Statement of the Problem 
It is important to understand the effect of financial innovation on money demand and supply in Kenya since its instability is a major cause of economic crises. This study aimed at investigating empirically the effect of financial innovation on money demand and supply in Kenya. Earlier studies used the number of M-pesa and the number of ATMs as a measure of financial innovation. This might lead to incorrect results since not all people with registered M-pesa accounts and ATM cards do the transactions using them. Some might obtain the ATM card but does not do any transaction using it. The same applies to some people with registered M-pesa accounts.
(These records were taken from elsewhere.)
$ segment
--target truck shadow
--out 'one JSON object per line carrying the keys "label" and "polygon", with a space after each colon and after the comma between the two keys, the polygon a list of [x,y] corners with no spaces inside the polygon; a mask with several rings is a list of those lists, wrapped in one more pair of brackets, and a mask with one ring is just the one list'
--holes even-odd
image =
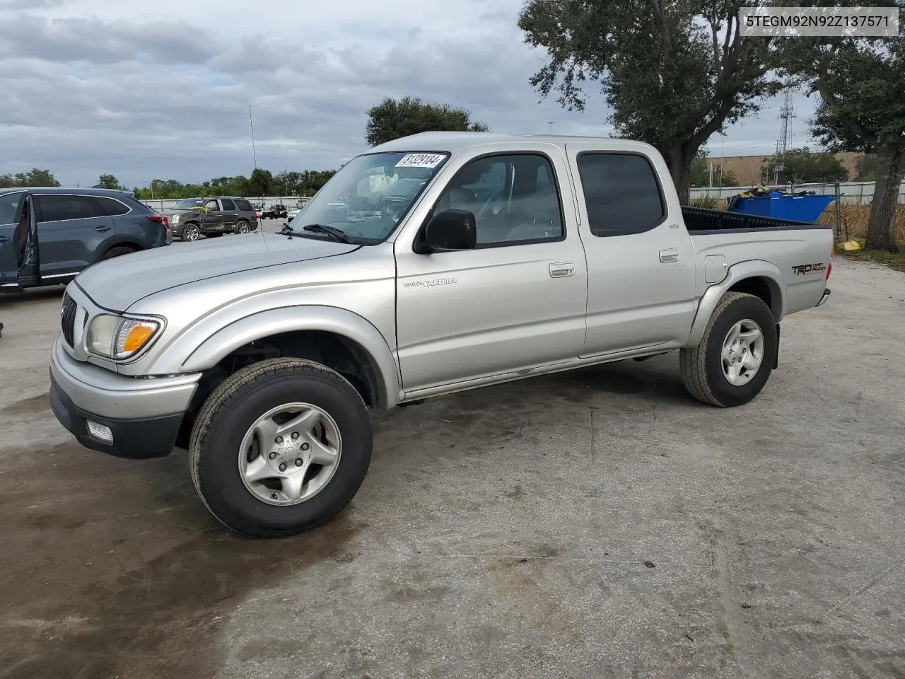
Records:
{"label": "truck shadow", "polygon": [[[427,425],[418,430],[425,433],[422,443],[442,447],[443,430],[459,426],[444,424],[450,411],[465,422],[480,412],[487,435],[481,445],[500,446],[529,412],[688,405],[675,370],[658,360],[651,368],[629,362],[528,378],[438,398],[426,408],[413,408],[419,413],[406,408],[376,415],[373,472],[386,479],[390,468],[441,464],[424,456],[421,445],[398,444],[411,441],[406,435],[421,423]],[[46,416],[44,397],[12,407],[33,417]],[[393,454],[386,455],[391,447]],[[38,452],[41,465],[23,464]],[[216,645],[222,621],[235,607],[253,592],[303,577],[315,564],[354,559],[357,545],[370,540],[359,534],[367,535],[367,517],[375,511],[353,501],[314,531],[248,540],[221,527],[205,509],[184,451],[132,462],[67,440],[41,451],[5,448],[0,471],[5,571],[15,583],[0,618],[0,665],[12,679],[213,675],[223,660]],[[14,483],[7,483],[14,476]]]}

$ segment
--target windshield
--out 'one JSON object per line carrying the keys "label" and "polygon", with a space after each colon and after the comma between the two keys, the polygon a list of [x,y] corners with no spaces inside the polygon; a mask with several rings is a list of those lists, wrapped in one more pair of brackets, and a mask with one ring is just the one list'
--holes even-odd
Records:
{"label": "windshield", "polygon": [[300,232],[319,224],[350,238],[383,241],[448,158],[448,153],[358,156],[330,177],[290,225]]}
{"label": "windshield", "polygon": [[197,210],[204,201],[201,198],[185,198],[177,200],[173,206],[174,210]]}

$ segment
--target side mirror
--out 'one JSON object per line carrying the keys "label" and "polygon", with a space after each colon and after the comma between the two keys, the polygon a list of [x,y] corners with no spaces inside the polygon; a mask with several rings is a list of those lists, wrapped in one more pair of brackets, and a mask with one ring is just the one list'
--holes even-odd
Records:
{"label": "side mirror", "polygon": [[443,210],[431,217],[416,244],[419,254],[473,250],[478,243],[474,215],[467,210]]}

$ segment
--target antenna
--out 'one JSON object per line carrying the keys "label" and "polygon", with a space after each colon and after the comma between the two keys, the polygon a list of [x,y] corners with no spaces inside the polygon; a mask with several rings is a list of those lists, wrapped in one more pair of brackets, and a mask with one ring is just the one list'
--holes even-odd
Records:
{"label": "antenna", "polygon": [[[795,118],[795,108],[792,106],[792,88],[787,88],[786,92],[783,94],[783,105],[779,110],[779,120],[782,120],[782,126],[779,132],[779,139],[776,140],[776,155],[780,158],[785,158],[786,154],[789,150],[789,120]],[[782,164],[776,165],[773,168],[773,184],[776,185],[779,183],[779,172],[784,169]]]}
{"label": "antenna", "polygon": [[248,105],[248,124],[252,128],[252,155],[254,158],[254,169],[258,168],[258,152],[254,148],[254,118],[252,117],[252,105]]}

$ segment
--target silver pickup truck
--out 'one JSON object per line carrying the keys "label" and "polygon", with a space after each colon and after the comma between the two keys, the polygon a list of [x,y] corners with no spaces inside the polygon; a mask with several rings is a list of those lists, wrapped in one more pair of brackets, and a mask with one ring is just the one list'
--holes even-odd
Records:
{"label": "silver pickup truck", "polygon": [[819,225],[682,207],[645,144],[424,133],[350,160],[281,234],[82,272],[51,402],[94,450],[187,447],[230,529],[295,533],[357,492],[369,407],[673,349],[692,397],[748,403],[832,254]]}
In addition, most studies have been biased towards money demand ignoring money supply side yet it is also affected by the financial innovation through money multiplier and subsequently affecting money supply and monetary policies. A good economy is the one with Money demand and supply at equilibrium. Distortion of either money demand or money supply leads to negative effects such as inflation and ineffective monitory tools. It is therefore important to consider both money demand and money supply and how they are affected by financial innovation. 

This study sought to overcome the above challenges by using the Volume of M-pesa transactions and volume of ATMs transactions to capture the real effect of financial innovation on money demand and supply in Kenya. The study also considered both money demand and supply on Kenyan economy.